We started off making gin in a garden shed. Brian is an engineer and my background is in hospitality and working with young people with learning disabilities. When we originally sat down in 2018, we had the eventual goal of making Irish whiskey, but decided to start with gin in a 25 litre still. After a year of making gin every week, tasting it every Friday and tweaking recipes, we had our Wild Atlantic Irish gin. The feedback was so positive that Brian and I started building our distillery and visitor experience on the other side of the house.
How does it feel to be part of the resurgence of Irish whiskey?
Irish whiskey used to be the premium whiskey in the world; at one time, the Watt’s Distillery in Derry was the biggest producer of Irish whiskey in the country. Only a few distilleries survived, and we almost lost our whiskey heritage. But now we’ve got 30 or 40 distilleries across the country, and a lot of them are small craft distilleries like us. There’s history, tradition and passion behind the Irish whiskey story, and we’re very proud to be a small part of that.
The distillery opened in February 2020; how did Covid impact the business?
On February 1 2020 we had 200 local people in for an open day. Everyone was very supportive and delighted to see a new business in the area, but we had to close six weeks later. We decided to start producing alcohol-based hand sanitiser to give to local health centres and hospitals free of charge, and to sell to local businesses. It was the hand sanitiser that kept the lights on and the business going until we got back to what we wanted to do, which was making spirits.
What have been your big wins as a business?
In 2021 our Wild Atlantic Irish gin won gold at the World Gin Awards for Best Northern Irish contemporary gin, and was shortlisted for best in the world. The same year we launched a new product, our Wild Atlantic Amalfi lemon flavoured vodka, which won two bronze at the International Wine and Spirit Competition in San Francisco. We also laid down our first whiskey casks in 2021. Our first release of small batch whiskey will be in the summer of 2024, which we’re very excited about. And after the Council’s US trade mission, I travelled over in April to meet the Pennsylvania Liquor Control Board, who are interested in taking our vodkas into their market in 155 luxury stores.
Can you tell us a bit more about the US trade mission?
It was an amazing experience which opened up doors for us into the American market. We visited New Hampshire, Massachusetts, Boston, New York, we did five states in five days. It was hectic, with loads of meetings, but it was a great way to introduce our business. What we discovered went down really well was the fact that we’re a family business, we made all our own products, and they are good quality.

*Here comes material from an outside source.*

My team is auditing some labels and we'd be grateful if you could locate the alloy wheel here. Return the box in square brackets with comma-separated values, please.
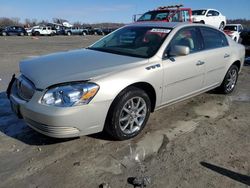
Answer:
[226, 69, 237, 92]
[119, 97, 147, 134]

If we can get things over the line with the Pennsylvania Liquor Control Board in the next three to four months, it will be our first entry into the States and a major step for us as a small business. That was all through the support we got from Derry City and Strabane District Council in particular. The Council’s Business Support and Investment teams have been exceptional, I couldn’t say enough about how supportive they’ve been.
What advice would you have for people considering a move to the North West?
I think it would be a very, very smart move. The supports and networking opportunities are here now that maybe weren’t here a long time ago. If you’ve got an idea and the desire to create a business in Ireland, you couldn’t ask for better than the North West. We have a great cross-border network between Donegal, Derry and Strabane.
I love this part of the world and the people here. On our first day opening, we had 200 local people come into our small distillery to have a look and to support us. I have two teenage daughters, who are very happy here too. And Derry is a magnificent city. We’re also a member of the LegenDerry Food group which has been great – I’ve lived in a lot of places, and the quality of produce in this region is first class.
What next for the Wild Atlantic Distillery?
In the next two to three years, we want to take our distillery to the next stage. Last year Crowdcube funding helped us increase our production, launch two new products and develop new markets. There are a couple of things in the pipeline that are very exciting -the goal is to take people on full time over the next 18 months into the distillery for production as we develop the business and create employment in the local area. Our distillery is also part of the NI Spirits Trail, where people can visit for a tour and get their ‘passports’ stamped.